I made https://meta.wikimedia.org/wiki/User:Aaron_Liu/v22.css to fix that. Otherwise I adore the design.

[–] webghost0101@sopuli.xyz 11 points 2 months ago (3 children)

https://www.wikiwand.com/ is what your looking for, its basically a wrapper with a modern UI

If you visit the site straight from the web there may be ads but if you use the extension there shouldn’t be

They are also a leading donor to wikipedia so its not like they’re just stealing content for profit. You may indirectly do more to get money in wikipedia their hands then you do by visiting the main site.

[–] noodlejetski@lemm.ee 10 points 2 months ago* (last edited 2 months ago) (2 children)

from Wikiwand's description:

Welcome to Wikiwand, an AI-driven wiki aggregator created to enhance user experience on Wikipedia by streamlining knowledge consumption.

We integrate AI alongside, not as a replacement for, the full-contextual articles from Wikipedia, Wikiquote, and Wiktionary.

By leveraging cutting-edge AI technologies, Wikiwand helps users quickly grasp key points and related topics without the need to sift through lengthy articles.

oh how the mighty have fallen.

[–] Aatube@kbin.melroy.org 3 points 2 months ago

I don’t use Wikiwand because I don’t like the interface, but IMO that’s just how they attract funding.

[–] webghost0101@sopuli.xyz 1 points 2 months ago* (last edited 2 months ago)

I mean yeah they do have an ai chat feature but i literally never used it and honestly forgot its there.

Honestly the quote from their site confuses me, i ve used since before ai buzz started and i have not noticed much difference so i am not sure what they mean with being ai drive, maybe just marketing?

Not a good look admittedly but i’d say it’s the actual product that counts, which really is just modern wikipedia ui.

[–] DannyBoy@sh.itjust.works 8 points 2 months ago (1 children)

It's modern alright, complete with an "AI tools sidebar" and a "please login" popup that takes up half the screen.

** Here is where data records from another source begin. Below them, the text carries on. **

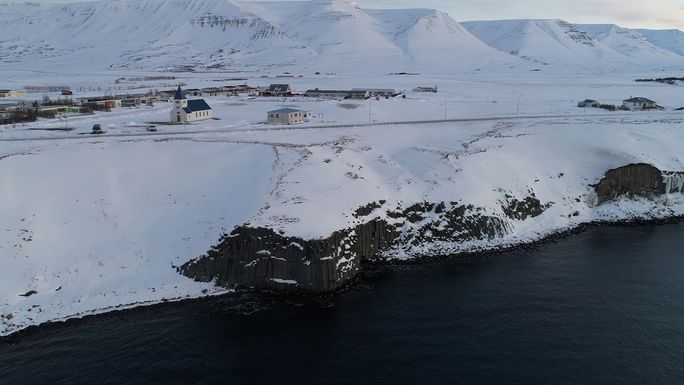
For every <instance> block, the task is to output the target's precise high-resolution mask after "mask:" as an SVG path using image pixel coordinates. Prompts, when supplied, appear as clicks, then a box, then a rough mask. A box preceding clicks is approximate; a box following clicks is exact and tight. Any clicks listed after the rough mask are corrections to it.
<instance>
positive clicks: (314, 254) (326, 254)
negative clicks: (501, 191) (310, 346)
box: [178, 201, 510, 293]
mask: <svg viewBox="0 0 684 385" xmlns="http://www.w3.org/2000/svg"><path fill="white" fill-rule="evenodd" d="M384 203H385V202H384V201H381V202H379V203H376V202H372V203H369V204H368V205H365V206H363V207H361V208H359V209H358V210H356V212H355V217H357V218H358V219H360V220H363V218H364V217H367V216H370V215H371V214H373V212H374V211H375V210H379V209H380V208H381V207H382V205H383V204H384ZM385 214H386V216H387V217H388V220H384V219H378V218H377V217H376V218H372V219H369V220H368V221H367V222H365V223H363V224H360V225H358V226H356V227H354V228H350V229H345V230H341V231H337V232H335V233H333V234H332V235H331V236H329V237H327V238H324V239H311V240H304V239H301V238H297V237H287V236H284V235H281V234H278V233H276V232H275V231H273V230H271V229H265V228H251V227H248V226H242V227H238V228H236V229H235V230H234V231H233V232H231V233H230V234H226V235H224V236H223V237H222V238H221V239H220V241H219V243H218V244H217V245H216V246H215V247H213V248H212V249H211V250H210V251H209V252H207V254H206V255H204V256H201V257H199V258H197V259H194V260H192V261H189V262H187V263H185V264H184V265H182V266H181V267H180V268H179V269H178V270H179V272H180V273H182V274H183V275H185V276H188V277H190V278H193V279H195V280H197V281H201V282H212V281H213V282H214V283H215V284H216V285H218V286H223V287H234V288H255V289H266V290H274V291H278V292H310V293H325V292H330V291H334V290H337V289H339V288H341V287H343V286H344V285H345V284H346V283H347V282H348V281H350V280H351V279H352V278H354V277H355V276H356V275H357V274H358V272H359V270H360V265H361V262H362V261H366V260H370V259H373V258H376V257H378V256H379V255H380V254H381V253H382V252H384V251H388V250H392V249H394V250H401V249H404V248H407V247H410V246H411V245H413V246H417V245H420V244H425V243H429V242H435V241H446V242H464V241H469V240H478V239H493V238H496V237H502V236H504V235H505V234H507V233H508V232H509V230H510V229H509V227H508V224H507V222H506V221H504V220H502V219H501V218H498V217H495V216H491V215H487V214H485V211H484V209H482V208H476V207H473V206H471V205H459V204H457V203H456V202H450V203H446V202H440V203H436V204H434V203H428V202H421V203H417V204H414V205H412V206H410V207H408V208H405V209H399V208H397V209H395V210H387V211H386V212H385ZM407 229H408V230H407Z"/></svg>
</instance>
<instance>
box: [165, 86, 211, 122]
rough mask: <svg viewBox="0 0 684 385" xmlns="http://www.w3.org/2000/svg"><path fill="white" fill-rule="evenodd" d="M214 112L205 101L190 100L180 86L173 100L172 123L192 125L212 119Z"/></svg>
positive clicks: (201, 99)
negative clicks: (197, 122) (206, 120)
mask: <svg viewBox="0 0 684 385" xmlns="http://www.w3.org/2000/svg"><path fill="white" fill-rule="evenodd" d="M213 117H214V111H213V110H212V109H211V107H209V105H208V104H207V102H205V101H204V99H194V100H188V99H187V98H186V97H185V94H184V93H183V90H182V89H181V87H180V86H178V89H177V90H176V95H175V96H174V98H173V109H172V110H171V123H177V124H179V123H191V122H196V121H200V120H207V119H212V118H213Z"/></svg>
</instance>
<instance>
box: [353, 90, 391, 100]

[–] Aatube@kbin.melroy.org 2 points 2 months ago (1 children)

There's no login popup and you can easily hide the sidebar, just like Wikipedia's skin.

[–] DannyBoy@sh.itjust.works 3 points 2 months ago

Ah, I must've clicked on a premium theme on the way in.

[–] stefenauris@pawb.social 1 points 2 months ago

Love this extension <3

[–] drosophila@lemmy.blahaj.zone 11 points 2 months ago

Make the page 15x more bloated with JavaScript popups and it'll be "modern".

[–] Blisterexe@lemmy.zip 5 points 2 months ago

Well, they could just have a wikipedia.org and old.wikipedia.org and have the option for it to redirect

[–] Aatube@kbin.melroy.org 2 points 2 months ago (1 children)

I don't see how you could do that while having it stay an encyclopedia.

[–] Boozilla@lemmy.world 6 points 2 months ago (1 children)

Not sure I follow you. An update of the visuals / presentation doesn't change the inherent nature of it. Books get republished with new dust jackets all the time.

[–] Aatube@kbin.melroy.org 3 points 2 months ago (1 children)

People liked the ChatGPT presentation because it slowly revealed the text (which also made errors harder to discern). To update and adapt it would be doing away with the encyclopedia format. If you want a ChatGPT presentation, just use ChatGPT or that OneWordReader thing.

[–] Boozilla@lemmy.world 5 points 2 months ago

OK, now I understand. I think we're talking about different things here. Or I missed that point in the paper. I would not want that kind of thing for Wikipedia, I agree with you there.